Я тогда влюбился в Монро Бибермана: никак иначе это не назовешь. Секс тут был, конечно, ни при чем, и мои друзья-психоаналитики могут над этой фразой мудро ухмыляться до боли в челюстях. Да, это была мальчишеская влюбленность, пылкая, но совершенно невинная. В тот вечер я впервые в жизни вернулся в Бронкс на метро, и, глядя, как мимо мелькают станции с незнакомыми названиями, я чувствовал себя экзальтированным бронксовским плебеем в дурацком лиловом костюме. Если в поле моего зрения и попалась одна-другая подвязка, я ее не заметил.
Мы продолжали после уроков день за днем отправляться в этот богатый дом на Парк-авеню и писать рассказ. Конечно, было бы немыслимо пригласить Монро Бибермана к нам в Бронкс: он там, наверное, даже стакан воды погнушался бы выпить. Вскоре он предложил мне подать заявление о приеме в «Аристу», намекнув, что это будет верняк. Он не кривил душой. Мы с ним и вправду хорошо сработались. Он считал, что я умею писать смешно, а для меня он был молодым богом; он нежился в парах моего восхищения, а я таял от восторга, когда он смеялся моим шуткам, и оба мы были на верху блаженства. Мы подали наш рассказ на конкурс, уверенные в победе, мы уже были друзья – водой не разольешь. Конечно, в школе это не осталось незамеченным. Может быть, бибермановские приятеля по «Аристе» накрутили ему хвост, но если и так, он им величественно показал, что ему на это начхать. Эбби Коэн был всем этим ужасно обескуражен и стал то и дело предупреждать меня, чтобы я держался подальше от «этих парней». Я вовсе не стал перед ним задирать нос, я относился к Эбби ничуть не хуже, чем раньше, но ему этого было мало, и он повернулся ко мне спиной.

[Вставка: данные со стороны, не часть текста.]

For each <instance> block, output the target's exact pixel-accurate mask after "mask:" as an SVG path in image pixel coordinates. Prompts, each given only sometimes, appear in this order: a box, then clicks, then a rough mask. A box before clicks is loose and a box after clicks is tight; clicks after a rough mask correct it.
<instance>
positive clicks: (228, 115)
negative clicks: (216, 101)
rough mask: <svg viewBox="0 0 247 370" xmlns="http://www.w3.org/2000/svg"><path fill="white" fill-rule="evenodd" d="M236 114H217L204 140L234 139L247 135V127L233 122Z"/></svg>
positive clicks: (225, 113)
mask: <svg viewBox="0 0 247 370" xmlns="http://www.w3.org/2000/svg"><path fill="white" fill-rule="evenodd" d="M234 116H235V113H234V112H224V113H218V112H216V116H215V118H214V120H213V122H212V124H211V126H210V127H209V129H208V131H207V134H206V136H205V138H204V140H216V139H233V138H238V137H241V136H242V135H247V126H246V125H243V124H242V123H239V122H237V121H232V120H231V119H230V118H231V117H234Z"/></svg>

Итак, хоть я и был из Бронкса, я подал заявление о приеме в «Аристу», по приглашению и по рекомендации Монро Бибермана. Не успел я это сделать, как у меня закружилась голова от гордости. Эта честь, к которой раньше я был так равнодушен, теперь казалась мне чем-то, о чем я уже давным-давно грезил, голубой мечтой, лучезарной жизненной целью – событием, гораздо более для меня важным, чей получение премии за рассказ или даже предстоявшая мне «бар-мицва», до которой оставалась всего неделя или две.